Welcome to Tractor Forum Ed! The compression number sound pretty low to me. I'll leave this to the Yanmar guy Mark777, I am confident he will get you on the right track and in good shape. Sounds to me like you are not getting enough compression to light off the fuel and hence the white smoke. What thickness head gasket did you use? I would be VERY hesitant to use either on a newly refreshed engine. If you have the air cleaner off, try using WD-40 instead IF you determine you must go this route. I take it you have already checked the battery and connections and all are strong in and in good shape? The other issue, that might cause this can be timing the injector pump. Have you verified the timing is correct?


----------



## mark777 (Jul 23, 2004)

Ed, 

I agree with TF Admin...way to low of compression. You need 400+ psi per cylinder just to get it to ignite the fuel.

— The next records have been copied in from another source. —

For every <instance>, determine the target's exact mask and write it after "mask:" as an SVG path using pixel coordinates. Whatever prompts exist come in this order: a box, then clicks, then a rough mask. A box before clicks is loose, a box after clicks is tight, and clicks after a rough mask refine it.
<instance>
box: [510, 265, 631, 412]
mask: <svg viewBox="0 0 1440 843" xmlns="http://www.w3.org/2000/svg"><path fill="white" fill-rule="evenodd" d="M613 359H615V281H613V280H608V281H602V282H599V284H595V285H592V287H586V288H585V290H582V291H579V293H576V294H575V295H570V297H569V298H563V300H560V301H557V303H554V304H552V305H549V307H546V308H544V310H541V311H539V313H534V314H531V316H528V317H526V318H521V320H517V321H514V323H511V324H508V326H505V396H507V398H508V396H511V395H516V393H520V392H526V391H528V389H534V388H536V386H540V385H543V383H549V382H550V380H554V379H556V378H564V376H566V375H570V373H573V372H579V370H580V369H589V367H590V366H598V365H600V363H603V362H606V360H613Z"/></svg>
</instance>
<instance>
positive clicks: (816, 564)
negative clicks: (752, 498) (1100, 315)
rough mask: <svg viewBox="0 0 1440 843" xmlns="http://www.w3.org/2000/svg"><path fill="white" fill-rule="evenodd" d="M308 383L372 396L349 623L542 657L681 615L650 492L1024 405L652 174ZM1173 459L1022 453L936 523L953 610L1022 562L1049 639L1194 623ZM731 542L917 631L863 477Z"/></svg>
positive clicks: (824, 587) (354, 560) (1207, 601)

Everything sounds OK but I would question what the ring gap is? If it's too wide then no top end build is going to help with the fuel'air rushing past the rings. Another possibility is taper in the cylinder liners. When you checked, did you drop a piston ring at the bottom and check the ring gap...and do the same at the top of the cylinder? Using a feeler gauge and checking the ring gap at both positions WILL tell you if, and how much taper there is.

The compression ratio on the 2TR20 engines (YM240'YM2000) is 20:1, and from memory the cylinder pressure should read 575-625 per compression stroke. When you did the test, did you remove and replace one injector at a time?

Good luck,

Mark


----------



## Ed Wells (Dec 27, 2008)

Wish I had checked the ring gap, but there was very little wear showing on the cylinders, so I assumed them to be okay. I have tried wd-40 with no luck. 

With your information and all that I have read on the internet forums, I now believe my problem is low compression. The starter is turning the motor over too easily for the compression to be at the proper level. From what I have read, the yanmar starters are notoriously undersized and most have to use the compression release to get the motor going.

Thanks for the quick response and for your help. I will do a more thorough job the next time in.


----------